Jorgen is making single cups of coffee on a mini press as we each wait silently in turn. The silence leaves me unsettled, almost feeling obliged to fill it with random chit-chat, a few words about the weather. I glance from silent guest to silent guest. Surely I can’t be the only one struck by this stillness? When Jorgen hands over a coffee, we chat again as if trying not to exclude him from any of our conversations.
Then we revert back to silence as he presses the next cup.
I had noticed this silence before.

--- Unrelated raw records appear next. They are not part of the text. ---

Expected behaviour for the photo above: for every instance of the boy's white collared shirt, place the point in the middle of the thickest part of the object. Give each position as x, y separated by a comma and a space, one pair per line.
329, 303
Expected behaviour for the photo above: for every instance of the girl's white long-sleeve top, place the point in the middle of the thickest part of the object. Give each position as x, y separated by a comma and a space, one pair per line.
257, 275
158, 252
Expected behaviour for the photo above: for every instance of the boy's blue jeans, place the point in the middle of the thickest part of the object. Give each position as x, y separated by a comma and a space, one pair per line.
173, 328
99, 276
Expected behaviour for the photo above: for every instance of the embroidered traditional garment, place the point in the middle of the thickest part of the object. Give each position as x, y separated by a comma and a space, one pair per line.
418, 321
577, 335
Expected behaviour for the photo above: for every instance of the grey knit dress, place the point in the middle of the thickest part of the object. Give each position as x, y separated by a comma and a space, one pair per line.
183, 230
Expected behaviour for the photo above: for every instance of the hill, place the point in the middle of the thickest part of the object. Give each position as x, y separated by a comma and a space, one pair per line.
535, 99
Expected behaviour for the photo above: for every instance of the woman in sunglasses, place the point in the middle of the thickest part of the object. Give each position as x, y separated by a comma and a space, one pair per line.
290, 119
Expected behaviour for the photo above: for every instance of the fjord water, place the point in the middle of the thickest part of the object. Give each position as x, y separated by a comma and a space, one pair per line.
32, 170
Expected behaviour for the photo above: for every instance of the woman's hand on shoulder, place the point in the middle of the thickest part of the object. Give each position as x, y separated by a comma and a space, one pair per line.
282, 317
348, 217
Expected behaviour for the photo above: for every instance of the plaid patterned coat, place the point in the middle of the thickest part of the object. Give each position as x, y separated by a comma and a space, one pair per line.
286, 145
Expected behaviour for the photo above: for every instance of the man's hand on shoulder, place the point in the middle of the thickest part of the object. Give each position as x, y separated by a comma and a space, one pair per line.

Once at Stockholm’s Arlanda airport, after flying in from Swedish Lapland, our group of passengers waited in utmost quiet for about 30 minutes on our delayed luggage.
Back home in the US, I’d have nudged the nearest fellow, hissed and shook my head, and we would have commiserated in loud booming voices about this baggage delay.
Here, stating the obvious seems unnecessary.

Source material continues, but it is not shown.